Caixin Explains: How and Why China’s Local Government Debt Got So Big
Most governments around the world are in debt, but the problem in China has been a major risk flagged by economists and multilateral institutions like the International Monetary Fund (IMF) for several years.
Two big concerns in China are — first, the speed at which local government debt has grown since the global financial crisis began in 2008, and second, the unknown scale of the liabilities hidden off-balance sheet in local government financing vehicles (LGFVs).
Policymakers have been trying to grapple with the problem for almost a decade amid mounting concerns that borrowings were spiralling out of control and contributing to growing risks in the financial system.
An investigation of the finances of local governments across the country published by the National Audit Office (NAO) in December 2013 estimated their total debts had surged to 17.9 trillion yuan ($2.66 trillion) by June that year from 10.7 trillion yuan at the end of 2010, when the first audit was carried out, and just 1.7 trillion yuan in mid 2008.

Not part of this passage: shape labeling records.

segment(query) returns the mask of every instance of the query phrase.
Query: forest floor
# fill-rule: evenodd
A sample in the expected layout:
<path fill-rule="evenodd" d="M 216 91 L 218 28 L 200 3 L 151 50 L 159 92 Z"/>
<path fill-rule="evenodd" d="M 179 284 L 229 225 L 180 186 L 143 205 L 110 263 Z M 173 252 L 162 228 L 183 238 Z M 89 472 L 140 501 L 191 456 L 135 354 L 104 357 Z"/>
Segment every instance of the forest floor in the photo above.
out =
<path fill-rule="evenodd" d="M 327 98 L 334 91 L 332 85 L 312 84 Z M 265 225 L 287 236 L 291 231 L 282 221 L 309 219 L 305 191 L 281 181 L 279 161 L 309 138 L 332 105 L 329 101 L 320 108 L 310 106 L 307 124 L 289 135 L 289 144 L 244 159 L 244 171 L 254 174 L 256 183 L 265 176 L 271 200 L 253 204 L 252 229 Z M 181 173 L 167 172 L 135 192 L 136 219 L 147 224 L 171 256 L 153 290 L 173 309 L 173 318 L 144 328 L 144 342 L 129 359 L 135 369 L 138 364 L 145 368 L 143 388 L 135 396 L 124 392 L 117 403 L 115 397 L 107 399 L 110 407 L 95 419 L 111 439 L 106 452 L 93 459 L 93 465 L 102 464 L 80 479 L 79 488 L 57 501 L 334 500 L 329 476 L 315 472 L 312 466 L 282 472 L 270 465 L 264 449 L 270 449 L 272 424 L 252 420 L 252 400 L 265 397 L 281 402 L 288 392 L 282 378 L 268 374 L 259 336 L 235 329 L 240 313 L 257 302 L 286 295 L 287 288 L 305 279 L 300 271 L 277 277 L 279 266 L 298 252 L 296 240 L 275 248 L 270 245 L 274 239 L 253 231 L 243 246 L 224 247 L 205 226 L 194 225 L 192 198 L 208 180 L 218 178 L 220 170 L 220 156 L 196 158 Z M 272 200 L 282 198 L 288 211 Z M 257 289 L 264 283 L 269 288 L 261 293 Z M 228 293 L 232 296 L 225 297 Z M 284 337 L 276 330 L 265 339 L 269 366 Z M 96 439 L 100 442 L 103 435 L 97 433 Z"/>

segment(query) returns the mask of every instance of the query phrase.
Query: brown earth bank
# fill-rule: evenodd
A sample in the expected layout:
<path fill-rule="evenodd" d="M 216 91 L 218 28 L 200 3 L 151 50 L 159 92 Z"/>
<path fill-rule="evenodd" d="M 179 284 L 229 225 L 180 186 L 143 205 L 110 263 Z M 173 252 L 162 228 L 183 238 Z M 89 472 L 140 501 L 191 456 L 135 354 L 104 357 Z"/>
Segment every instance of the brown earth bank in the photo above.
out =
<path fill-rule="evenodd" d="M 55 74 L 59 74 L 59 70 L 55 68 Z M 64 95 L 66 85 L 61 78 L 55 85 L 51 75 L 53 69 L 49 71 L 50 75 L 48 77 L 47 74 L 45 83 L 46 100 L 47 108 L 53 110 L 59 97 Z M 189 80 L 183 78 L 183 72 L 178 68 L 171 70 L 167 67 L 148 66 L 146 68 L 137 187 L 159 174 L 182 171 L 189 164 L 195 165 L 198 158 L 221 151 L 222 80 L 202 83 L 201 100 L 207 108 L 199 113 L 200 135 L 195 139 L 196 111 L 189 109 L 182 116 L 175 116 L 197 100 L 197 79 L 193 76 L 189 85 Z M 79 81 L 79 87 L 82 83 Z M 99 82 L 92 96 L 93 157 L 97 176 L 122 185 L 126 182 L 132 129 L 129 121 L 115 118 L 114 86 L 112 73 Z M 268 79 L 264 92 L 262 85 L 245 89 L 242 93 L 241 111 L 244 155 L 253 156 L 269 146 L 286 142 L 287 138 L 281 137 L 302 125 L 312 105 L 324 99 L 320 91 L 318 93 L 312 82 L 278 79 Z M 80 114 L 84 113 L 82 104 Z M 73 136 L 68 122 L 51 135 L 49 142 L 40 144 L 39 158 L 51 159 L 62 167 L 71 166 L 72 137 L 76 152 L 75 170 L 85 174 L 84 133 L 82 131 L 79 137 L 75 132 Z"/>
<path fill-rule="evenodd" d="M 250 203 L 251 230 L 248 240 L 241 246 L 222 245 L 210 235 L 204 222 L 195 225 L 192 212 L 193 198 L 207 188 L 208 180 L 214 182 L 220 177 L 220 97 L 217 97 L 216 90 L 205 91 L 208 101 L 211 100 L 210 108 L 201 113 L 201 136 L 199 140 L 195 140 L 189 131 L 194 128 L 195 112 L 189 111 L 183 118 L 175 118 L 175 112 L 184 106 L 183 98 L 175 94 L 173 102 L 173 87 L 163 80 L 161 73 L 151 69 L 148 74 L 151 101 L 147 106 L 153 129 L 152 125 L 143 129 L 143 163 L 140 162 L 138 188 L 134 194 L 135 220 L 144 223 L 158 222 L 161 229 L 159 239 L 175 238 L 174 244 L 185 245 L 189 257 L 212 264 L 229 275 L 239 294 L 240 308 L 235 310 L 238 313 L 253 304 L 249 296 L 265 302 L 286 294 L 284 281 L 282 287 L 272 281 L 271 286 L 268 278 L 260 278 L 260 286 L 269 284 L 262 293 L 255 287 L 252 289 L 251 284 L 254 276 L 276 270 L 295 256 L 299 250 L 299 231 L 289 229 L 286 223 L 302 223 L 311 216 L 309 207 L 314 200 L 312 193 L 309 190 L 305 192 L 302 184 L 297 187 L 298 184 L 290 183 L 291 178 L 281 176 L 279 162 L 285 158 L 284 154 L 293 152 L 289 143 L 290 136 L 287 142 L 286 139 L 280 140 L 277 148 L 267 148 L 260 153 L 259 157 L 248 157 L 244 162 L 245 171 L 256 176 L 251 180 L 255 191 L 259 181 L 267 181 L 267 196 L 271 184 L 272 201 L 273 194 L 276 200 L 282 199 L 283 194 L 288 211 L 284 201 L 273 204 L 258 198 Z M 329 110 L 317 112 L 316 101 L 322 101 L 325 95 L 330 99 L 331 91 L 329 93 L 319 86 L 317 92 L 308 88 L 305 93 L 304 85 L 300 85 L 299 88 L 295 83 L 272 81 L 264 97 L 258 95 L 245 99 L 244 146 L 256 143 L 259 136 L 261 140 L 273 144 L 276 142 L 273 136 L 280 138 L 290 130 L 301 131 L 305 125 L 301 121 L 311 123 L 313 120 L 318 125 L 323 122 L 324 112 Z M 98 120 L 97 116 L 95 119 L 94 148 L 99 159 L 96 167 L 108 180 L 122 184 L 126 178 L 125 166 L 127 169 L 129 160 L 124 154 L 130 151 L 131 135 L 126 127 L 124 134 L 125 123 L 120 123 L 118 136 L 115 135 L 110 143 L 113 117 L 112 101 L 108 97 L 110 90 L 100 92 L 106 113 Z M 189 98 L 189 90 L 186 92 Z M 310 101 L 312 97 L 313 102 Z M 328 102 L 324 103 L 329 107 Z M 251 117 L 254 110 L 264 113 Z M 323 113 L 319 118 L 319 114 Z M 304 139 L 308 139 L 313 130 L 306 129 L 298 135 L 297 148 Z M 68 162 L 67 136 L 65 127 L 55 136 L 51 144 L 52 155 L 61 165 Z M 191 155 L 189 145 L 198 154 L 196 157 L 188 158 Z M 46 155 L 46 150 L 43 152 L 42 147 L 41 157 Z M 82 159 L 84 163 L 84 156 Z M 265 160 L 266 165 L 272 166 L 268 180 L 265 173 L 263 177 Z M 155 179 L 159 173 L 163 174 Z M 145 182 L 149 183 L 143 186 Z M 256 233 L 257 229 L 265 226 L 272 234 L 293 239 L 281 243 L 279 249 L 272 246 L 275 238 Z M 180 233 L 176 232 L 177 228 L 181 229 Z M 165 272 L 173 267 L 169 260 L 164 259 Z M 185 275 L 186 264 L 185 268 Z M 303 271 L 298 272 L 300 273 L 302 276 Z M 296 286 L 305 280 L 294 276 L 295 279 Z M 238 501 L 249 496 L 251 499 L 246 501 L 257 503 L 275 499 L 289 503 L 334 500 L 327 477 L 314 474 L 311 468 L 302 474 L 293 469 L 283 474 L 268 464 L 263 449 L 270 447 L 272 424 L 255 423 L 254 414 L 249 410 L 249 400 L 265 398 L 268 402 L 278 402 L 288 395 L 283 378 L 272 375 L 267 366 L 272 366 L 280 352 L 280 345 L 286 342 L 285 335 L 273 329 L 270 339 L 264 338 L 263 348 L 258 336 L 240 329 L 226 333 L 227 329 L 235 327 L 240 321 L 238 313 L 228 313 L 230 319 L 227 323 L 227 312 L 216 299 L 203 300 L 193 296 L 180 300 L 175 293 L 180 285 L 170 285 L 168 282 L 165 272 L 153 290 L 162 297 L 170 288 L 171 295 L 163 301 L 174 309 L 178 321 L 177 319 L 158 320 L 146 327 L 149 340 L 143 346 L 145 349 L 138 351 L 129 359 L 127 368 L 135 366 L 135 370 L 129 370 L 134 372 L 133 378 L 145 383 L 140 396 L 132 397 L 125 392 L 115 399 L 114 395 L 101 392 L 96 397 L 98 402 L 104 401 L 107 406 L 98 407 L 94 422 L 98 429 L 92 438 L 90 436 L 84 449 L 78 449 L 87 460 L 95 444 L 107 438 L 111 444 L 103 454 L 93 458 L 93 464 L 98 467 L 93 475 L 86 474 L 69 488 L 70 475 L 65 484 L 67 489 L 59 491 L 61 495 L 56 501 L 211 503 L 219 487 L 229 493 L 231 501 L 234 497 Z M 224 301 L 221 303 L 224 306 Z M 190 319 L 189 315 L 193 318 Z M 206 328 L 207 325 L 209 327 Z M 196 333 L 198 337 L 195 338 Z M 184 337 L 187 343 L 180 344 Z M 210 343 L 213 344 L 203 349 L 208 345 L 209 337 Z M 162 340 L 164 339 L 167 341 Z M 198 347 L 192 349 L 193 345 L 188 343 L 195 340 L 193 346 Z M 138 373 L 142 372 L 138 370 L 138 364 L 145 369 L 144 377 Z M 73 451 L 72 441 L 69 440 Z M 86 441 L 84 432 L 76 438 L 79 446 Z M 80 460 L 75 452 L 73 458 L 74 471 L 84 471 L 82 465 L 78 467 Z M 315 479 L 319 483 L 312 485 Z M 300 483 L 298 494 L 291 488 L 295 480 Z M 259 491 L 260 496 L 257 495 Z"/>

Most of that debt wasn’t officially on the books of the local authorities themselves, but was hidden in LGFVs, companies set up specifically to borrow the money needed to fund trillions of yuan of spending on infrastructure and other public welfare projects. LGFVs have played a key role in raising money to fund and build government-backed projects since 2008 when the central government pushed local authorities to ramp up investment to cushion the economy from the global financial crisis and boost growth. If those vehicles failed to repay their borrowings, local governments were on the hook for the money.
The root of the problem can be traced back to an overhaul of the fiscal and taxation systems in 1994 which changed how fiscal revenue and spending responsibilities were split between central and local governments. It strengthened the central government’s control over money raised but forced local authorities to assume the lion’s share of the cost of public services.
With less money in their pockets, and dependent on the redistribution of fiscal funds from the center, many local authorities struggled to fund their spending from the resources they had, a problem exacerbated by a ban on raising money through bond sales and bank loans. Faced with requirements to support infrastructure investment to meet the central government’s growth targets, and pay for all the new health, pension and welfare benefits introduced by the previous administration of former President Hu Jintao, many local authorities turned to a range of innovative fundraising channels, including borrowing heavily through LGFVs.
But by 2013 policymakers realized that local government borrowing had become a risk to the stability of the financial system. They embarked on a strategy not only to stop the debt from growing further but also to bring more transparency to, and accountability for, the liabilities and clean up the complex, hidden web of transactions that could trigger a crisis if they unwound in a disorderly manner.
In an effort to make local government debt more transparent, a new Budget Law took effect at the start of 2015 which officially revoked a 20-year ban on bond issuance by local authorities. Local governments were also permitted to swap about 14 trillion yuan of LGFV debt into bonds over a period of three years starting from 2015, and a series of regulations were issued to rein in LGFV debt and control how and for what purpose local governments were allowed to borrow.
A total of 12.2 trillion yuan of bonds have been sold under the debt-to-bond swap program, according to an NAO report (link in Chinese) in December. The Ministry of Finance said that at the end of 2018, official local government debt — the explicit liabilities on their books — was 18.4 trillion yuan (link in Chinese) including the swap bonds, amounting to some 20% of gross domestic product (GDP).
Explicit government debt — at both the local and central level — as a percentage of GDP jumped from 16% in 2013 to 36.9% at the end of 2017 as a result of recognition of debt swapped into bonds, according to the IMF, which expects the figure to jump to 43.2% in 2023. But the IMF estimates that once the off-budget borrowings of local governments and LGFVs are taken into account, the government debt-to-GDP ratio will have grown from 48.1% of GDP in 2013 to 91.6% in 2023.
The debts of the LGFVs are still ballooning. Although the government hasn’t officially revealed the scale of these hidden liabilities, unofficial estimates put the total as high as 45 trillion yuan.
An analysis by Rhodium Group, a New York-based research provider, estimated total LGFV debt at 41.8 trillion yuan as of July 2018, although only 30 trillion yuan of which was implicit debt that local governments had the liability to repay.